Esa ceguera sigue siendo la misma que ahora nos ha llevado a utilizar la cultura como si fuera una sanción. Europa lleva demasiado tiempo asistiendo al desguace de su tradición literaria y artística. Tras el colapso de las vanguardias en la primera mitad del siglo XX, empezamos a quemar los remanentes de nuestra cultura en las hogueras de las nuevas ideologías, que hicieron del sentimiento de culpabilidad occidental un credo y casi el único contenido de sus postulados. Desde Grecia hasta nuestros días, en Occidente siempre ha habido formas de crítica a la propia civilización que luego se han convertido en herramientas universales de análisis.
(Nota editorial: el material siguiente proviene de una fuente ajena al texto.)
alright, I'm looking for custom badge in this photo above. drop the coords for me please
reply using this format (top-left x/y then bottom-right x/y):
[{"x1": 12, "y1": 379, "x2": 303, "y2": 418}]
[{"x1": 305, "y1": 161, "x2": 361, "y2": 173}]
Pero lo que ha ocurrido en las últimas décadas es un fenómeno inédito que consiste en desautorizar cualquier expresión que no se avenga con una determinada militancia afín a los nuevos dogmas. De un tiempo a esta parte, citar a Heidegger ha empezado a estar mal visto. No hace mucho, la editorial Gallimard cedió a la presión popular y canceló la edición anotada del panfleto antisemita de Céline. Las principales figuras de nuestra historia están siendo sometidas a un escrutinio en busca del pecado original, la mancha que permita su ejecución póstuma en plaza pública. El último en caer parece que será Chaplin, objeto de un reciente documental cuyo título lleva ya implícita la idea de condena, The Real Charlie Chaplin, que la prensa se ha apresurado a promocionar con el reclamo de «el lado oscuro de Charlot». Básicamente, la cultura de masas –que ya es la única cultura tout court– vive ahora de traficar con los ejemplos de conducta que ella misma fabrica y condena, sin que en el fondo interese demasiado la cuestión moral. No importa tanto la exposición problemática de un conflicto, sea de la índole que sea, como el castigo civil que se aplica en nombre de una redención publicitaria.
Cuando Nietzsche dijo que había llegado el momento de pagar por haber sido cristianos durante dos milenios y que durante un tiempo no sabríamos qué hacer porque de pronto habíamos perdido el «grave peso» que nos permitía vivir, se estaba refiriendo, entre otras cosas, al estado espiritual en que nos ha dejado la larga resaca del nihilismo. Librada a la fascinación por el progreso, nuestra época se caracteriza por haber desechado toda forma de conocimiento que no tenga que ver con la tecnología o la ciencia, disciplinas por supuesto imprescindibles pero que sólo nos informan acerca del cómo y nunca del qué. La advertencia de Heidegger de que «la ciencia no piensa» no supone reproche alguno ni lleva implícito ningún desprecio, sino que llama la atención acerca de la necesidad de un pensamiento paralelo en la aplicación de las ciencias. Es ahí donde la «cultura» irradia con el resplandor de su verdad olvidada. Despojados de toda forma de complejidad y protegidos al mismo tiempo por una coraza tecnológica altamente sofisticada, nuestras reacciones intelectuales y morales se han vuelto primarias y mecánicas. Sufrimos ahora una guerra vecinal que amenaza nuestras comodidades y nos acordamos de la cultura tan sólo para imprimirle el sello espurio de lo nacional y racial mientras en el combate resuena nuestro vacío frente a la muerte.